Although composite indexes that exactly match the filters in a query perform best, it's not always best or possible to add a composite index for every combination of filters. You must balance your composite indexes against the following:

  • Composite index limits:

    Limit Amount
    Maximum number of composite indexes for a database
    Maximum sum of the sizes of an entity's composite index entries 2 MiB
    Maximum sum of the following for an entity:
    • the number of indexed property values
    • the number of composite index entries
    20,000
  • Storage costs of each additional index.
  • Effects on write latency.

Indexing issues often arise with multi-value fields like the tag property of the Photo entities.

For example, imagine that the Photo filtering feature now needs to support descending ordering clauses based on four additional properties:

Photo
Property Value type Description
date_added Integer Date/time
rating Float Aggregate user rating
comment_count Integer Number of comments
download_count Integer Number of downloads

If you disregard the tag field, it's possible to select composite indexes that match every combination of Photo filters:

Index(Photo, owner_id, -date_added)
Index(Photo, owner_id, -comments)
Index(Photo, size, -date_added)
Index(Photo, size, -comments)
...
Index(Photo, owner_id, size, -date_added)
Index(Photo, owner_id, size, -comments)
...
Index(Photo, owner_id, size, coloration, -date_added)
Index(Photo, owner_id, size, coloration, -comments)

The total number of composite indexes is:

2^(number of filters) * (number of different orders) = 2 ^ 3 * 4 = 32 composite indexes

If you try to support up to 3 tag filters, the total number of composite indexes is:

2 ^ (3 + 3 tag filters) * 4 = 256 indexes.

Indexes that include multi-value properties like tag also lead to exploding index issues that increase storage costs and write latency.

To support filters on the tag field for this feature, you can reduce the total number of indexes by relying on merged indexes.
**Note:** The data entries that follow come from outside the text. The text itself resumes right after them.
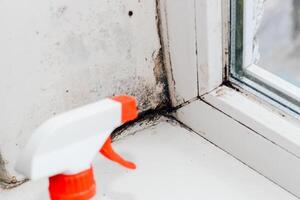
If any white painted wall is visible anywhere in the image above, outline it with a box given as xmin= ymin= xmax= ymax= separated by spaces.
xmin=0 ymin=0 xmax=163 ymax=184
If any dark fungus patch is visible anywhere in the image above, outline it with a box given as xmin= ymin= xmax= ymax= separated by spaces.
xmin=128 ymin=10 xmax=133 ymax=17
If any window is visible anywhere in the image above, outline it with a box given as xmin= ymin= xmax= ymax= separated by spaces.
xmin=230 ymin=0 xmax=300 ymax=115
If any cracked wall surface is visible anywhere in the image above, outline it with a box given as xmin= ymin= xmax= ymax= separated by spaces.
xmin=0 ymin=0 xmax=167 ymax=188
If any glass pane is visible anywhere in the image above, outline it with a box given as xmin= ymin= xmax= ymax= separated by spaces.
xmin=254 ymin=0 xmax=300 ymax=87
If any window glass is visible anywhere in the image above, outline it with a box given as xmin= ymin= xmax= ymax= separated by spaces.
xmin=255 ymin=0 xmax=300 ymax=87
xmin=229 ymin=0 xmax=300 ymax=116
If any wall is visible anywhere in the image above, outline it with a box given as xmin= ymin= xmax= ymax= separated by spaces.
xmin=0 ymin=0 xmax=167 ymax=186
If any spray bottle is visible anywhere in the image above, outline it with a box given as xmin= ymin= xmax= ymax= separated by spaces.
xmin=16 ymin=96 xmax=137 ymax=200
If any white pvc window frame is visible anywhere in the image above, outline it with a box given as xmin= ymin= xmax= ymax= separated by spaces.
xmin=160 ymin=0 xmax=300 ymax=197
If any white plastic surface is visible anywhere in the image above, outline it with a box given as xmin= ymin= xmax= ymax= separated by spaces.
xmin=16 ymin=99 xmax=122 ymax=180
xmin=0 ymin=118 xmax=297 ymax=200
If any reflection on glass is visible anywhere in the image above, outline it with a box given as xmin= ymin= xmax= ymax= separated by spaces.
xmin=256 ymin=0 xmax=300 ymax=87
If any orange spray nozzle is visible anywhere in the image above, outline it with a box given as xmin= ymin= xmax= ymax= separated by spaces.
xmin=100 ymin=137 xmax=136 ymax=169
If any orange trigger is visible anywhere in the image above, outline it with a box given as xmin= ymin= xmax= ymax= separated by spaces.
xmin=100 ymin=137 xmax=136 ymax=169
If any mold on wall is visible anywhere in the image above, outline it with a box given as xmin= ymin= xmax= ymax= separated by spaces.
xmin=0 ymin=0 xmax=168 ymax=188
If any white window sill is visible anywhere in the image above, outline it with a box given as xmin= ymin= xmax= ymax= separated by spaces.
xmin=0 ymin=118 xmax=297 ymax=200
The following set of composite indexes is the minimum required to support the Photo filtering feature with ordering:

Index(Photo, owner_id, -date_added)
Index(Photo, owner_id, -rating)
Index(Photo, owner_id, -comments)
Index(Photo, owner_id, -downloads)
Index(Photo, size, -date_added)
Index(Photo, size, -rating)
Index(Photo, size, -comments)
Index(Photo, size, -downloads)
...
Index(Photo, tag, -date_added)
Index(Photo, tag, -rating)
Index(Photo, tag, -comments)
Index(Photo, tag, -downloads)

The number of composite indexes defined is:

(number of filters + 1) * (number of orders) = 7 * 4 = 28

Index merging also provides the following benefits:

  • Allows a Photo entity to support up to 1000 tags with no limit on the number of tag filters per query.
  • Reduces the total number of indexes which reduces storage costs and write latency.
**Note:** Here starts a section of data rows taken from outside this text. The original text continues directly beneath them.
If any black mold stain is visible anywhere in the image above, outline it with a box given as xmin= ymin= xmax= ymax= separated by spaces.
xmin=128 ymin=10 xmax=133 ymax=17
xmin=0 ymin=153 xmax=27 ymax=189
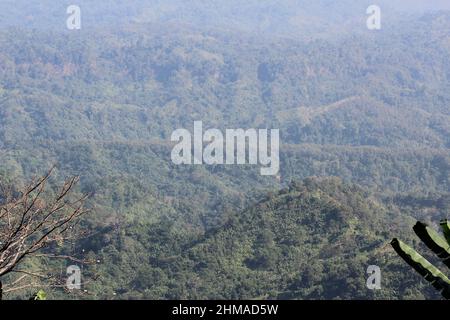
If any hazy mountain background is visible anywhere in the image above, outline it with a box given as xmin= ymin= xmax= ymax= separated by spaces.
xmin=0 ymin=0 xmax=450 ymax=299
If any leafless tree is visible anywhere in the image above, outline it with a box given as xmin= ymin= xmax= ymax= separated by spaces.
xmin=0 ymin=168 xmax=88 ymax=299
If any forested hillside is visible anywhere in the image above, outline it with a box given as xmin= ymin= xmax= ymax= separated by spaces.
xmin=0 ymin=1 xmax=450 ymax=299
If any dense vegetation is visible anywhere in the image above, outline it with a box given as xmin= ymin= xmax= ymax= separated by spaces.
xmin=0 ymin=1 xmax=450 ymax=299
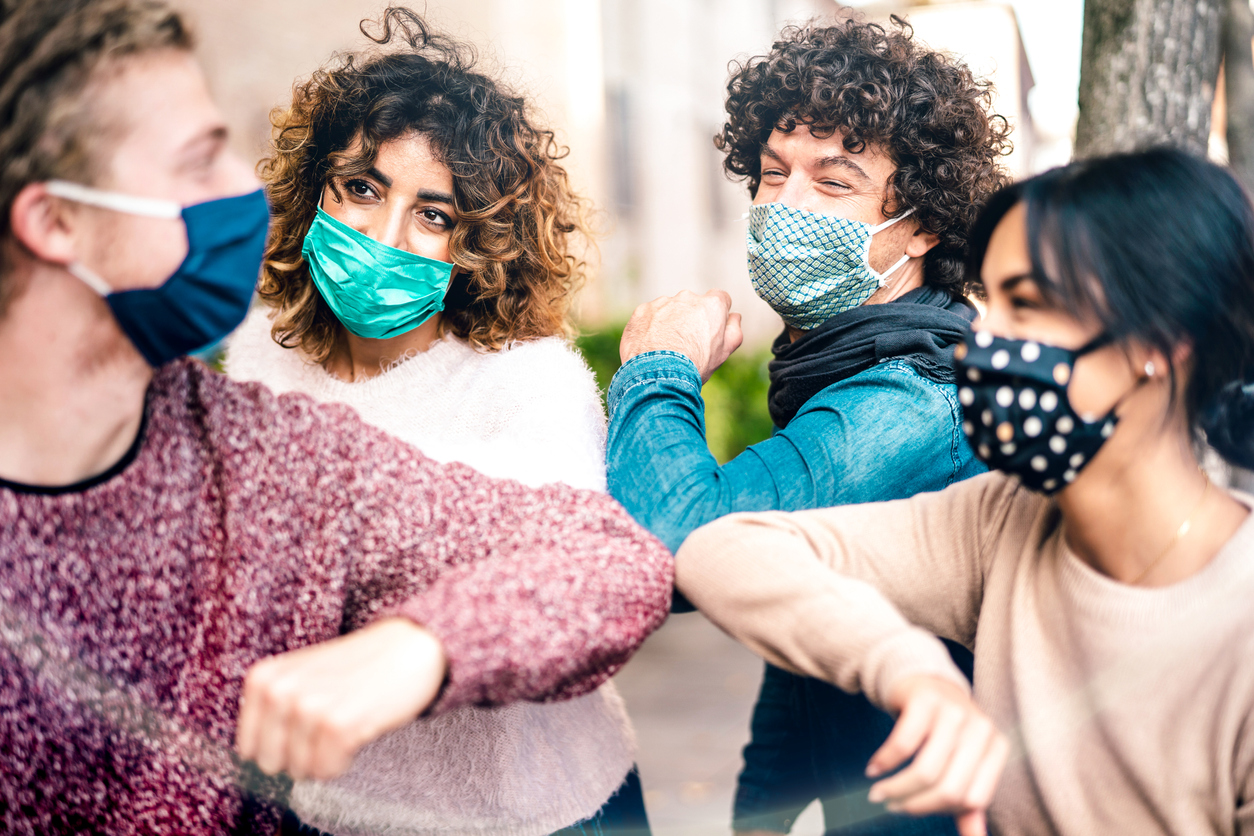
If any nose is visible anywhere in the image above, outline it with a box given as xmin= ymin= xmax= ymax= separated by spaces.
xmin=366 ymin=206 xmax=409 ymax=249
Selecting indexes for your app

You can select optimal indexes for your Datastore mode database by using two approaches:

  • Use index merging to support additional queries

    • Requires less composite indexes
    • Reduces storage cost per entity
    • Improves write latency
    • Avoids exploding indexes
    • Performance depends on the shape of the data
  • Define a composite index that matches multiple filters in a query

    • Improves query performance
    • Consistent query performance that's not dependent on shape of data
    • Must stay under the limit of composite indexes
    • Increased storage cost per entity
    • Increased write latency

When figuring out the optimal indexes for your app, the answer can change as the shape of your data changes. Sampling query performance gives you a good idea of your app's common queries and its slow queries. With this information, you can add indexes to improve the performance of queries that are both common and slow.